(Paris, 1862 – Épinay-sous-Sénart, 1945)
Roches Blanches (Nemours)
1902
Pastel on canvas
38x61 cm / 57x79.5 cm framed
Signed and dated lower left “Maurice Eliot / 02” / Label “32” glued to the glass at the bottom right.
In the fall of 1902, Maurice Eliot produced a series of oil and pastel landscapes in the vicinity of Nemours, which he exhibited in April of the following year at the Salon de la Société Nationale des Beaux-Arts and at the Pastellistes français. He joined this societty at the invitation of its founder and exhibited there regularly from 1890: "We were still rue Houdon, when Roger-Ballu, President of the Sté des Pastellites Français, asked us to be part of this company which was beginning. […] For more than 10 years, we exhibited our pastel works there: me, landscapes and portraits, Léandre, especially portraits. "[1]
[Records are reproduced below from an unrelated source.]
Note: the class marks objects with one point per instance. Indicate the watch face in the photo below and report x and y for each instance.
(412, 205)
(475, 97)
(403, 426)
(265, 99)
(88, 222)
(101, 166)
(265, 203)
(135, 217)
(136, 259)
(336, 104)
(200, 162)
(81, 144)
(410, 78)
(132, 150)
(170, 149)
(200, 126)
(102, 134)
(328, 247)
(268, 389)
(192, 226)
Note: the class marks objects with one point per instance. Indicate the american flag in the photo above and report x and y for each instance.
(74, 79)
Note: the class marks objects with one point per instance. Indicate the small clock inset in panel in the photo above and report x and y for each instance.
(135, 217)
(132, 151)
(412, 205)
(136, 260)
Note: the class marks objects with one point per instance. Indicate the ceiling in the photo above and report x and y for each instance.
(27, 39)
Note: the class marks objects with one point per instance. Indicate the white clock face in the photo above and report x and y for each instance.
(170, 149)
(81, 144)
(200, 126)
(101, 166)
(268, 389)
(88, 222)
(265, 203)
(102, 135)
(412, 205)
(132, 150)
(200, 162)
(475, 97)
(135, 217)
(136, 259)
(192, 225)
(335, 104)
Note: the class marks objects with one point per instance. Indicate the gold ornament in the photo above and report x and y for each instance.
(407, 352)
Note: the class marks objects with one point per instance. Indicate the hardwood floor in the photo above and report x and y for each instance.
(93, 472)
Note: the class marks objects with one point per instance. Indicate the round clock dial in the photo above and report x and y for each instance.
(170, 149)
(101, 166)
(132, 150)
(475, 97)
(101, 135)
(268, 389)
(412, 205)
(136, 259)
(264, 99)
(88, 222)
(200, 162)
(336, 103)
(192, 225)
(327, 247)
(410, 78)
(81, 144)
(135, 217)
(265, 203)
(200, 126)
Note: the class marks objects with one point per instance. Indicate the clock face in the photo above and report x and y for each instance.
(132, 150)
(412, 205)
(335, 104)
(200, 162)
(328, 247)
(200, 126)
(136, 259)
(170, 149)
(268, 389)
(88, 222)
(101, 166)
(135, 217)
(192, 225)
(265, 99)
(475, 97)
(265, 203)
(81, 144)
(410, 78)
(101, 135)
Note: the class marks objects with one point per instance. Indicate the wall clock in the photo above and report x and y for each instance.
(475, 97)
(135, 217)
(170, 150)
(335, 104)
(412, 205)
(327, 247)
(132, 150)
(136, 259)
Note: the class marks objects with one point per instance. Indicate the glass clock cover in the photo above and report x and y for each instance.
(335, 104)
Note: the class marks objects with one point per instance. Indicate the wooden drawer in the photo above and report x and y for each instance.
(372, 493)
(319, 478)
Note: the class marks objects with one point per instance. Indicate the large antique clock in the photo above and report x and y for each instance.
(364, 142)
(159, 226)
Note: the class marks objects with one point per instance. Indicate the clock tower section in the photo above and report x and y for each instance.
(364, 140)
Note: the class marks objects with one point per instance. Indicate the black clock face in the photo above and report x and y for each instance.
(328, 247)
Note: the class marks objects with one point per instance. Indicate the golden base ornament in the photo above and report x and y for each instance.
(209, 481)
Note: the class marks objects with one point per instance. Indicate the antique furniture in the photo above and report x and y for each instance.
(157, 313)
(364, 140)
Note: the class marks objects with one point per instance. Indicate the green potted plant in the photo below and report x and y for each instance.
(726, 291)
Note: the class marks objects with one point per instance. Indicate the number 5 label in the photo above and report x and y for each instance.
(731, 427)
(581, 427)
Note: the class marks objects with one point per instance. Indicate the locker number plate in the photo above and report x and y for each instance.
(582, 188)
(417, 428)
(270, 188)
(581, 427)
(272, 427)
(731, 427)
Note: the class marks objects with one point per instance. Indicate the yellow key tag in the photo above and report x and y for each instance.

The date [19]02 inscribed next to the artist's signature and the small exhibition label "32" stuck on the glass make it possible to identify this pastel as the one presented in 1903 at the gallery Georges Petit at the annual exhibition of the Société de pastellistes français, under n°32 and the title Roches blanches (Nemours). The critics then pointed out the "pretty pink moors of Mr. Eliot, subtle and harmonious"[2]. In this pastel, the pastellist mixes the strokes of dry pastel sticks with the brushwork of moistened pastel powder, playing with textures and colors to vividly transcribe the beauty of the heather in bloom in the rocky moor.
[1] Maurice Eliot, Souvenirs de jeunesse, manuscript reproduced in the documentation of the Musée d'Orsay.
[2] F. George-Morot, “Artistic Life. To Pastellists”, La Presse, April 3, 1903.